When the story first broke it was hijacked by Islamaphobic media coverage sparking revenge attacks on Mosques and Muslims throughout the country. The media's propensity to conflate Islam with terrorism is not new. Shortly after 7/11 I was running a seminar when a participant arrived late. He had been jumped on by a gang of "skin heads" who shouted Islamaphobic obscenities while beating the crap out of him, ending with "Go home Paki".
He was a cockney atheist. However, he was flaunting a deep tan at the time, which, under the circumstances (media whipping up hatred of any one "foreign looking"), was foolhardy. Tanning booths in Dale Winton's neighbourhood were on the brink of bankruptcy for a fortnight.
Blair and Bush lost the plot, pursuing their deluded "war on terror" which, effectively equated to an indefensible war on Muslims. They acted in defiance of public outrage and as a consequence, I believe, they systematically destabilised the world.
Foreign policy that sanctions torture abroad, such as Guantanamo Bay, will always come back to bite. There is no greater recruiting sergeant for terrorism than torturing innocent civilians. We know from history that if we oppress and deny people their right to self determination, abuse them and deprive them recourse to justice, they will eventually retaliate.
Austerity measures (a euphemism for stealing from the poor to give to the rich) seems to escape media scrutiny in all this. Even before the recession, minority ethnic young men, such as the Woolwich defendants, were more likely to be excluded from school and be over represented in prison, social and psychiatric services, and twice as likely to be unemployed as their white counterparts. A recent report showed that, although this has been known for decades, nothing has been done to stem the crisis.

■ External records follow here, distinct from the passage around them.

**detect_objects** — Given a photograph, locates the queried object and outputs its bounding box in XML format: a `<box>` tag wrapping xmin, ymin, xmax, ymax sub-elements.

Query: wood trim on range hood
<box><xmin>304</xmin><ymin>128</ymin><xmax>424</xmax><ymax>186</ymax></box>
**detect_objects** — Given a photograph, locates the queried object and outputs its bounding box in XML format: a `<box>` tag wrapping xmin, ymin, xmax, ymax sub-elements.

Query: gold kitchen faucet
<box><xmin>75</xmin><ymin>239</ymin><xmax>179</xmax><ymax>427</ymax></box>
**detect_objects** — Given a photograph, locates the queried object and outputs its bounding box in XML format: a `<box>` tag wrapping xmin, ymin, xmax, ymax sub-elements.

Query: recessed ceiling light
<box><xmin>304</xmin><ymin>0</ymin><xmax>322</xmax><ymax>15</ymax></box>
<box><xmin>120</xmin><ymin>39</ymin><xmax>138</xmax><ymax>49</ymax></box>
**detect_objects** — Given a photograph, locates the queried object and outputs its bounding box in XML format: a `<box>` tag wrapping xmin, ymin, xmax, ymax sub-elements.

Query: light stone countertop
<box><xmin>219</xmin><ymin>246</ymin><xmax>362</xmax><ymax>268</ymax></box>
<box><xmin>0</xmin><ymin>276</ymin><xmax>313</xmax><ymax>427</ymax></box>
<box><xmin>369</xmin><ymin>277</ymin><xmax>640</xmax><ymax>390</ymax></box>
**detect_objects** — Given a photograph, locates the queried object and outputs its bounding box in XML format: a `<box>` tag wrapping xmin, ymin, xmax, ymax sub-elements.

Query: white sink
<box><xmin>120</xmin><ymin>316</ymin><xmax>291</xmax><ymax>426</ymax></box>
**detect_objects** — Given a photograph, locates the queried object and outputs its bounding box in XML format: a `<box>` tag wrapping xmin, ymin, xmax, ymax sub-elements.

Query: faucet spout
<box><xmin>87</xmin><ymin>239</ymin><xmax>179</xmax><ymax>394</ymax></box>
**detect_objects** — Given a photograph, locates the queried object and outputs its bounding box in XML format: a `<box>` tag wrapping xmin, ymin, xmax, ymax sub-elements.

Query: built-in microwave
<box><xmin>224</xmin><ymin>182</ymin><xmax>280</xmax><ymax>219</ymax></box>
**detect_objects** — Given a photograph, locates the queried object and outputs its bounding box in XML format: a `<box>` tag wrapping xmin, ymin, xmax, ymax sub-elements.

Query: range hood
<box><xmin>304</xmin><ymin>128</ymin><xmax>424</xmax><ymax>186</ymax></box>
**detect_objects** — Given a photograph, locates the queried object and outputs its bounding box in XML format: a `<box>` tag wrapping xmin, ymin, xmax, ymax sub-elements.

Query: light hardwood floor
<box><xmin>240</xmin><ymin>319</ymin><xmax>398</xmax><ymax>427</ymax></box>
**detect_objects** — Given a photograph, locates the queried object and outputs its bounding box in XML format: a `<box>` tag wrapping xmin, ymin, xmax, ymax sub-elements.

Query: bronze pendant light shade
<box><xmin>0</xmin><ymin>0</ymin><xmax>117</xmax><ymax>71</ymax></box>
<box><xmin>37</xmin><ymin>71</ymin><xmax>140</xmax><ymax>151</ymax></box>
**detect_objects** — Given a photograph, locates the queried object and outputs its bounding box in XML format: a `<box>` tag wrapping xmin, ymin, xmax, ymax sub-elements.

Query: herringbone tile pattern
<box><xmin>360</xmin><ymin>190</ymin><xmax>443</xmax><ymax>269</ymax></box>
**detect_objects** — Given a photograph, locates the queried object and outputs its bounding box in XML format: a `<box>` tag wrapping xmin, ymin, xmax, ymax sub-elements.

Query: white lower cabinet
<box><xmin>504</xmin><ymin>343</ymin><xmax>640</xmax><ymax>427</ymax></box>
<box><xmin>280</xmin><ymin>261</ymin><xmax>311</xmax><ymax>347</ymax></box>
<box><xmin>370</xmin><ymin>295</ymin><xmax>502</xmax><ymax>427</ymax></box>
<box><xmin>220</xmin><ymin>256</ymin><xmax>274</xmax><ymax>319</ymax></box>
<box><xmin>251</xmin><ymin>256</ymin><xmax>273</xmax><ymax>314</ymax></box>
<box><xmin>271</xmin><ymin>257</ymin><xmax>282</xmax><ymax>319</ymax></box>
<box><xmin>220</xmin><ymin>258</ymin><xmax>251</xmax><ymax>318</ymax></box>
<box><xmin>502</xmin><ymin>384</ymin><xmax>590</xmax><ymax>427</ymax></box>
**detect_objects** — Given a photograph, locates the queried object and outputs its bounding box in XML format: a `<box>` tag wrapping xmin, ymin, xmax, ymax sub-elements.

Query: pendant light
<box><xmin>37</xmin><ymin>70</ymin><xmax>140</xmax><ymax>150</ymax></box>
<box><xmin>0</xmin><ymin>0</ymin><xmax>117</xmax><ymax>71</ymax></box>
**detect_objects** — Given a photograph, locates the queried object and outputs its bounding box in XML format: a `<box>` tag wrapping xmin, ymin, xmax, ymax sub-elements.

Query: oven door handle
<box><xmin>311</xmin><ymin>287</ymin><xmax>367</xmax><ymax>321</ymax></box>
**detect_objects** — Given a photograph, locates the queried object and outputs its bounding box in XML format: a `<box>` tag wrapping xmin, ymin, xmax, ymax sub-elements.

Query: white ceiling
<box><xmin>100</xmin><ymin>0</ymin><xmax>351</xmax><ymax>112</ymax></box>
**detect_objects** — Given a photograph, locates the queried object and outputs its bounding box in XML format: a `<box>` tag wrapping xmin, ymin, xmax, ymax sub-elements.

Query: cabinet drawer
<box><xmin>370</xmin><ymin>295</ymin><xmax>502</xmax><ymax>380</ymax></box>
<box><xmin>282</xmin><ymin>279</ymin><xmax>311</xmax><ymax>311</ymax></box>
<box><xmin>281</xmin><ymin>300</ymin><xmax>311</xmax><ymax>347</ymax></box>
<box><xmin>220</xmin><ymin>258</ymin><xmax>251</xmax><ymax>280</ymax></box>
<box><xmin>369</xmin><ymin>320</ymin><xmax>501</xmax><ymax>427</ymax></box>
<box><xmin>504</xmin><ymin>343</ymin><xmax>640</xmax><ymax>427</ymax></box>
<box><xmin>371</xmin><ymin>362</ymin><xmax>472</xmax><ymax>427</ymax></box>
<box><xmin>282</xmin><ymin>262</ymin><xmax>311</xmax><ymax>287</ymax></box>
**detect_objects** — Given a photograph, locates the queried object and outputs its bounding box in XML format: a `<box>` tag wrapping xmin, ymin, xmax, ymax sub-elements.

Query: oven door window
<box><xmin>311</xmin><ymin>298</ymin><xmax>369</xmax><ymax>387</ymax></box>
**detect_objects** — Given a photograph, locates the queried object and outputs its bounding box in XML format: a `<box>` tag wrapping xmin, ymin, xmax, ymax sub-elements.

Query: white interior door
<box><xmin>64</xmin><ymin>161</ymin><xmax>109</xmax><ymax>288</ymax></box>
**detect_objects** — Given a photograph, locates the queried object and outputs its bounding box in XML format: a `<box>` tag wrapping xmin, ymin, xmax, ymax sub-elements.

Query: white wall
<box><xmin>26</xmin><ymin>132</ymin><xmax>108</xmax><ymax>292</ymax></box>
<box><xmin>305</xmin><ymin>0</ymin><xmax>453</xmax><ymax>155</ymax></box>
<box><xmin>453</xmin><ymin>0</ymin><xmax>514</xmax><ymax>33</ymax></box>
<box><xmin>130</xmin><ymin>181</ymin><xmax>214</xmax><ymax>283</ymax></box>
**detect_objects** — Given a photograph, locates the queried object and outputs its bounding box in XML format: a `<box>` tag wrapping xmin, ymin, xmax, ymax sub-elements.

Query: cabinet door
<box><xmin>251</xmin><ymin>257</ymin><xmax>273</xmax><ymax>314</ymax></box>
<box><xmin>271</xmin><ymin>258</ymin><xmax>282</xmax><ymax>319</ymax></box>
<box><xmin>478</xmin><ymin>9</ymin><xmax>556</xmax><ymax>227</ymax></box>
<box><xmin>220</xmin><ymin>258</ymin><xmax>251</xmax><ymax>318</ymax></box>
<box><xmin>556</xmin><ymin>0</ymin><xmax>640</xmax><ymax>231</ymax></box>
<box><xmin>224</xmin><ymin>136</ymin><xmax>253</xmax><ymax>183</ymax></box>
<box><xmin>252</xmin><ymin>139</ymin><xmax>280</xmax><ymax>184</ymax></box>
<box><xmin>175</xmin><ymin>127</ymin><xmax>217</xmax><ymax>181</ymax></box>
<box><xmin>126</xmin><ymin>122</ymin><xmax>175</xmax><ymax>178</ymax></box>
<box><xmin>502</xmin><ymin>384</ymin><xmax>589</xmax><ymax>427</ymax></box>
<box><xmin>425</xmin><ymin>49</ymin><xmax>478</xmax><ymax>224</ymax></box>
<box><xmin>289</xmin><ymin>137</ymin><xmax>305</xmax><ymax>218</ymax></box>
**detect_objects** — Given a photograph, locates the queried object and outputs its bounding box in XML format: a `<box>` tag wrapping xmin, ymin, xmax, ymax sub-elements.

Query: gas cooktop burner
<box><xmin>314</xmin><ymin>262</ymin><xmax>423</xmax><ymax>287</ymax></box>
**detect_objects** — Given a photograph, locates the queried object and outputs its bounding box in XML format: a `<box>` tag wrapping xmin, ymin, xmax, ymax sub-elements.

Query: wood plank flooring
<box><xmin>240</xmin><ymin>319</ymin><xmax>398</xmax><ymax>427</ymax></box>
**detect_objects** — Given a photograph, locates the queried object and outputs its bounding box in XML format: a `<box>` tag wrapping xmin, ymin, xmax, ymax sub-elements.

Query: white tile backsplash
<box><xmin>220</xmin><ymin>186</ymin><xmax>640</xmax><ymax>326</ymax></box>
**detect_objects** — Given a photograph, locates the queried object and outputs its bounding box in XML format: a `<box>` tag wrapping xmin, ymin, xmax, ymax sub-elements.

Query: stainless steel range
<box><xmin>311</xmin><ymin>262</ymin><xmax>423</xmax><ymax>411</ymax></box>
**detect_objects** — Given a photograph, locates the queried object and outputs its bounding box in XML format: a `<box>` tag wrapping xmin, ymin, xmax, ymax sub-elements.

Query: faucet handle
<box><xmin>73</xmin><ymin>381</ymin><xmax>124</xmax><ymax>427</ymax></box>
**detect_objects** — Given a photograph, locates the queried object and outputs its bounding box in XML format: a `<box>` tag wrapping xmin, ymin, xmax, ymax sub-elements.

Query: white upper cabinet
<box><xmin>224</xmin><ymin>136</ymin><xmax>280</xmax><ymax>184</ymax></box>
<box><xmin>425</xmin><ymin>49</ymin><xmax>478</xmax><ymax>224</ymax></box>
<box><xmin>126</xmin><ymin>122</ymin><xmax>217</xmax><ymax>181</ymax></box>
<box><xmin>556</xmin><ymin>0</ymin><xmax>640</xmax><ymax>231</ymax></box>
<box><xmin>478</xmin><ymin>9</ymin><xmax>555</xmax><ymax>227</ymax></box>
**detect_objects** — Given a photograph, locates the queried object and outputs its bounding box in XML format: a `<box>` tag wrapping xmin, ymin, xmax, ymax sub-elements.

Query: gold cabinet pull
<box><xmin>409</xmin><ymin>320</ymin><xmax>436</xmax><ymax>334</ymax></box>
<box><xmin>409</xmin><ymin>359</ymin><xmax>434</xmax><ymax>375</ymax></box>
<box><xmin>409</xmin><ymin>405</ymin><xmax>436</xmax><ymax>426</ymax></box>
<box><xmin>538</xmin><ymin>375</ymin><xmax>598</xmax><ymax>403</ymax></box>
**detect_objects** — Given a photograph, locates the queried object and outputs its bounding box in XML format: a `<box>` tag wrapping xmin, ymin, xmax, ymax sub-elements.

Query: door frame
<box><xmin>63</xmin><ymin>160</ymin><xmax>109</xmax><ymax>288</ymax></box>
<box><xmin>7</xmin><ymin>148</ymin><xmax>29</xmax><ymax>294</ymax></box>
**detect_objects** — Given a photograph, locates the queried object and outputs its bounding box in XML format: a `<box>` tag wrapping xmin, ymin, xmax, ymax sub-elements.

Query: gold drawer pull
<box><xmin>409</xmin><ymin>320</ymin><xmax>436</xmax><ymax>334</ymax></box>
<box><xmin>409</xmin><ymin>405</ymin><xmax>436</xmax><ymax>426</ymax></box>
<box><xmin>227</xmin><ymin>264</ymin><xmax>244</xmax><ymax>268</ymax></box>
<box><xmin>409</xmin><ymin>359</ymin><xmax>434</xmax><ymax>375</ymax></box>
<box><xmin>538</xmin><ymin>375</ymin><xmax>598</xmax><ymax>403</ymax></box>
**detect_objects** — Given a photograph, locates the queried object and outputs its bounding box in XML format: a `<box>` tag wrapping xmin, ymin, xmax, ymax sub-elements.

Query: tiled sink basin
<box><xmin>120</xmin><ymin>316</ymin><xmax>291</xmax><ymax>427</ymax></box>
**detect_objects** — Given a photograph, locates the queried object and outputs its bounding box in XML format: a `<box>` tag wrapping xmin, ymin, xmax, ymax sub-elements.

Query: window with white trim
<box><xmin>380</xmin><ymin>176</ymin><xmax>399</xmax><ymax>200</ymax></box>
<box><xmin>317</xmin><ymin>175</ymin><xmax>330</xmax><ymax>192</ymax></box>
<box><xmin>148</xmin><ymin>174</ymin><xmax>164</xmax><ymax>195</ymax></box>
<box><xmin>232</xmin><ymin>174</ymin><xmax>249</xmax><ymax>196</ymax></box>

A generation of young people are faced with the prospect of long term unemployment, alienation and anger. Inequality and injustice on this scale is a recipe for social unrest.
Terrorists are filling a position made vacant in the minds of some of our most disaffected young men by a society that will bail out miscreants in suits but starve our youth of investment, care and any hope for the future. Nelson Mandela inherently knew what his contemporaries fail to grasp, if you have nothing, there's nothing left to lose.